Updated

As liberal protesters step up confrontations with Republican lawmakers, leaders of the original Tea Party movement that wrote the book on those tactics are reassembling their political army – dispatching activists to push a conservative agenda that includes tax reform and dismantling ObamaCare.

FreedomWorks, Tea Party Patriots and other groups are looking to keep pressure on GOP lawmakers to keep their 2016 campaign promises, and not buckle in the face of rowdy town hall protesters angry about the prospect of repealing the Affordable Care Act.

“A lot of people were elected to Congress based on bold promises about ObamaCare, tax reform and regulatory reform,” Noah Wall, FreedomWorks’ national director of campaigns, told Fox News. “We have to hold them to campaign promises, keep up the momentum and the energy. It’s time to get off the bench and get this to work.”

FreedomWorks plans to mobilize its network of grassroots organizations and unite with the Tea Party Patriots on March 15 for a “Day of Action” on Capitol Hill that will include a rally and visits to members of Congress.

The group will follow up with a “Month of Action,” set to include members driving constituents to congressional district offices and larger-scale rallies across the country to amplify their fiscally conservative message.

Wall says his group and its supporters want to capitalize on Republicans now controlling Congress and the White House, and achieve long-awaited policy objectives. If successful, their efforts could mark a revival of the eight-year-old Tea Party movement – a political revolt against big government under then-President Obama that crested with Republicans’ historic 2010 House takeover.

Tea Party Patriots national coordinator Jenny Beth Martin on Wednesday said the upcoming Capitol Hill events are to “make sure Republicans stay focused on repealing ObamaCare” and her group will follow up with its own busy month -- including daily, micro-focused activities like “Message Monday” and “Tweet Tuesday.”

She bristled at the suggestion the Tea Party movement has emerged from hibernation, arguing it was instrumental over the past several election cycles in helping Republicans take control of the House, Senate and then the White House.

“We are not dead, and we have never gone away,” Martin told Fox News. “There’s a time to be active in campaigns, a time to have our voices heard and a time to stand up and be heard by members of Congress. … They need to know we are not going away.”

Heritage Action for America, the conservative Heritage Foundation’s political arm, said this week that its “sentinels” also will be pressing House members to repeal ObamaCare.

However, the group and others, like Tea Party Express, have announced no specific plans – such as the town-hall blitzing that elevated the Tea Party movement going into the 2010 wave election in which Republicans gained more than 60 House seats.

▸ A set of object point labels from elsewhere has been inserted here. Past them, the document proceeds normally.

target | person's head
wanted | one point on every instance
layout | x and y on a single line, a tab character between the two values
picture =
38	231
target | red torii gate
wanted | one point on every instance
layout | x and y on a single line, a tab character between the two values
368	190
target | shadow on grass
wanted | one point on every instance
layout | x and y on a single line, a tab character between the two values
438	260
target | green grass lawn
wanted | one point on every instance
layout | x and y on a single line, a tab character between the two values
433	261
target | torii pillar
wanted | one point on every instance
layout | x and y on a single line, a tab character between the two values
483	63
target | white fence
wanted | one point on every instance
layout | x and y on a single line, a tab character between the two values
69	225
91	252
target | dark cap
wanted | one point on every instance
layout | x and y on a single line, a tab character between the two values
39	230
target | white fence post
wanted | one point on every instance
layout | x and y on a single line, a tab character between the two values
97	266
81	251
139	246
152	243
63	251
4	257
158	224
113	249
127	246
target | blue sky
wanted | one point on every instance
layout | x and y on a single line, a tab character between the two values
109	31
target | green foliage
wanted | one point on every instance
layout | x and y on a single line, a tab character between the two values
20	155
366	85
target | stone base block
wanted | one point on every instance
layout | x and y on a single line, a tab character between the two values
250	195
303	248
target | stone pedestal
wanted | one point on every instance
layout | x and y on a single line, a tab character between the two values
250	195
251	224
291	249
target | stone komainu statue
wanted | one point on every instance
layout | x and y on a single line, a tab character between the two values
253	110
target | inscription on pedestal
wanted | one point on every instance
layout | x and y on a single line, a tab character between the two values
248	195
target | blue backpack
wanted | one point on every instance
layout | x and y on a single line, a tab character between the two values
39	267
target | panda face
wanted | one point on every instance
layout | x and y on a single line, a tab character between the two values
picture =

FreedomWorks was founded in 2004 by the billionaire and libertarian-minded Koch brothers and has continued to advocate for lower taxes and less government. The group spent a record $560,000 in 2009-2010, when roughly 60 percent of 114 Tea Party-endorsed candidates won their congressional races – including Kentucky Sen. Rand Paul and South Carolina Rep. Mick Mulvaney, who on Thursday was confirmed to run President Trump’s White House budget office.

FreedomWorks has kept a lower profile since the 2010 wave election, spending an average $46,000 over each of the last three cycles, according to OpenSecrets.org.

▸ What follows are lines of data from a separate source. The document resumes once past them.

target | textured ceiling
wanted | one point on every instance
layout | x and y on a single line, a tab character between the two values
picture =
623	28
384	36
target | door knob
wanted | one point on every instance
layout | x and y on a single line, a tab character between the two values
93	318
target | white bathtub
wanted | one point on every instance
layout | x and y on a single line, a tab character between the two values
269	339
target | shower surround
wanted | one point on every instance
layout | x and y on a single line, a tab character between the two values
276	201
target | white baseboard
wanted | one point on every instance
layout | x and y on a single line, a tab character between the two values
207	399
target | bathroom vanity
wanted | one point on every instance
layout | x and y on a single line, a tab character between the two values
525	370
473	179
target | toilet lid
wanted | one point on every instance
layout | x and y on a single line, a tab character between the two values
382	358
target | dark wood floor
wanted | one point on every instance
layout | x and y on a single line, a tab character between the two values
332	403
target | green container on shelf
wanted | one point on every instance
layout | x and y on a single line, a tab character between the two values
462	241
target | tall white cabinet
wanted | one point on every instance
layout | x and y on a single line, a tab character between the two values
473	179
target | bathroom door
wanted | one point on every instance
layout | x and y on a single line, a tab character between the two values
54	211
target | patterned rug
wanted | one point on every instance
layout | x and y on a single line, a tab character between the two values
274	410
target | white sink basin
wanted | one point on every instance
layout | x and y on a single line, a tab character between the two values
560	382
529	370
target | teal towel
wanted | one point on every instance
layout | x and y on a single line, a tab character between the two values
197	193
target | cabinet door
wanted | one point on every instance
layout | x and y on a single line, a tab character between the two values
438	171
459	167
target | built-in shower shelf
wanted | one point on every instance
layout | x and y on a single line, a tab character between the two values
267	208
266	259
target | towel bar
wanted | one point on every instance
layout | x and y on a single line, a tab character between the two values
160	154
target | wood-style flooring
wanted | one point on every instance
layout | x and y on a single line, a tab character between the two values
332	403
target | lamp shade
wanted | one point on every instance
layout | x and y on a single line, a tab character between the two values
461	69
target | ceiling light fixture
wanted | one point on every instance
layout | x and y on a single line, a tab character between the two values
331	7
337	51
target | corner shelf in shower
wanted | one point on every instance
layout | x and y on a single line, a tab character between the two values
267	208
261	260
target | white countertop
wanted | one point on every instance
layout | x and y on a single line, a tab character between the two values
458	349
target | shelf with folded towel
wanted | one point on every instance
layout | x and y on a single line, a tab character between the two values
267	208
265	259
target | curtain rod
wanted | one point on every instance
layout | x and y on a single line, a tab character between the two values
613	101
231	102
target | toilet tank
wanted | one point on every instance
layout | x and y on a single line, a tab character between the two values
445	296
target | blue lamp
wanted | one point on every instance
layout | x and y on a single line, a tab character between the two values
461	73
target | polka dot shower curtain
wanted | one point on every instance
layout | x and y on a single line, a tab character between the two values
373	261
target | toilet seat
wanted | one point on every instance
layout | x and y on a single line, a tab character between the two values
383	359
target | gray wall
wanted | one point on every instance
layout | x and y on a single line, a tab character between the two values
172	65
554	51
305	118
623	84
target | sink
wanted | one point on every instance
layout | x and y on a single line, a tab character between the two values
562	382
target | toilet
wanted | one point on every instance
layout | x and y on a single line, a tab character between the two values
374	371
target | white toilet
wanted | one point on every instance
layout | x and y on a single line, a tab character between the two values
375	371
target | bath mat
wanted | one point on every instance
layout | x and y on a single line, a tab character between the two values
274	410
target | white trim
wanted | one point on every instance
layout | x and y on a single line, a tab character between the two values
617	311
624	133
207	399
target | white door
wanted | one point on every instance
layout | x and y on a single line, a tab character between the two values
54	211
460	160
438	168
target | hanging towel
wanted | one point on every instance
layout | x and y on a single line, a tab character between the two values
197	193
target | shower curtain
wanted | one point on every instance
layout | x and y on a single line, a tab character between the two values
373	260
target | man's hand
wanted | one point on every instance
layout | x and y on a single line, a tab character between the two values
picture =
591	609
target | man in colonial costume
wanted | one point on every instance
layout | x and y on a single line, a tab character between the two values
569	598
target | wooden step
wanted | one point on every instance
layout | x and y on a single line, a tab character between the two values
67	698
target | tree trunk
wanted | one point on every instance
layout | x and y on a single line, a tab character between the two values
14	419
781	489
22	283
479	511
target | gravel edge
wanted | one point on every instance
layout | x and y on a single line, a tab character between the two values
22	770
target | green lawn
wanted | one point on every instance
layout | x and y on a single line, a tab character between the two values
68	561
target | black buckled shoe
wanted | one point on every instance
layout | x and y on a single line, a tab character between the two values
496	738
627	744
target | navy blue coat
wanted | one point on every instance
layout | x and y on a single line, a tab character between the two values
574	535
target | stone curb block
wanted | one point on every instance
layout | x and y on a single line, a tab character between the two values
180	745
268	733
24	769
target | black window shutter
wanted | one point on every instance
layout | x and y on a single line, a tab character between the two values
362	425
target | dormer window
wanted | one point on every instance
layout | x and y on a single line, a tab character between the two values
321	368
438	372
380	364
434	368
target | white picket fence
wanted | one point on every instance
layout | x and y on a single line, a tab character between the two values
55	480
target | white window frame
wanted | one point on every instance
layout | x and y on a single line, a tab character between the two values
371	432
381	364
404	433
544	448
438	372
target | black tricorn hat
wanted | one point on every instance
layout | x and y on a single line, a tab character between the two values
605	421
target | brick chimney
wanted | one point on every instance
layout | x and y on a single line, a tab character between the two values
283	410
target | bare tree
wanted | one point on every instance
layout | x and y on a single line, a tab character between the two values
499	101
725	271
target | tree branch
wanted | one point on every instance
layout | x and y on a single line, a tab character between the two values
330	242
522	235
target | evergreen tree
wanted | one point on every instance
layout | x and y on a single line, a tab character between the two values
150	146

Still, the group remains an influential force on Capitol Hill, while facing new and different challenges.

Foremost is the slow movement on Capitol Hill under the Republican majority. In a first step, Paul and South Carolina Rep. Mark Sanford on Wednesday introduced companion ObamaCare replacement legislation that is endorsed by the Freedom Caucus.

GOP House and Senate leaders, though, have signaled that fully repealing and replacing ObamaCare could take several years. And a 2017 tax reform bill could be a longshot, though Trump has vowed he will push a plan soon.

Further, liberal-leaning groups have recently co-opted some Tea Party tactics for their own purposes -- challenging congressional Republicans at town hall events and jamming their office phone lines in opposition to Trump’s agenda.

They mobilized within days of Trump’s November win, as Democratic congressional leaders urged rank-and-file members to hold media events in their districts over Christmas break to warn voters about GOP plans to end ObamaCare without a replacement.

Earlier this month, GOP Rep. Tom McClintock hosted a town hall in his California district that attracted about 500 people and became so rowdy that he required a police escort to leave the building.

“I have held more than a hundred town hall meetings in my district throughout the last eight years spanning the entire life of the Tea Party and Occupy Wall Street movements,” McClintock said afterward. “Through all those heated debates, the police have never had to intervene.”

Utah GOP Rep. Jason Chaffetz also was among those recently confronted by angry town hall attendees.

Chaffetz, McClintock and others have suggested at least some of the attendees are part of a paid, organized effort to disrupt events.

Martin said the comparison between those events and the 2009 grassroots Tea Party town halls “disturbs me more than anything else.”

“We didn’t harass people,” she said. “We didn’t destroy property. The left just tore up buildings in Berkeley. We never did that.”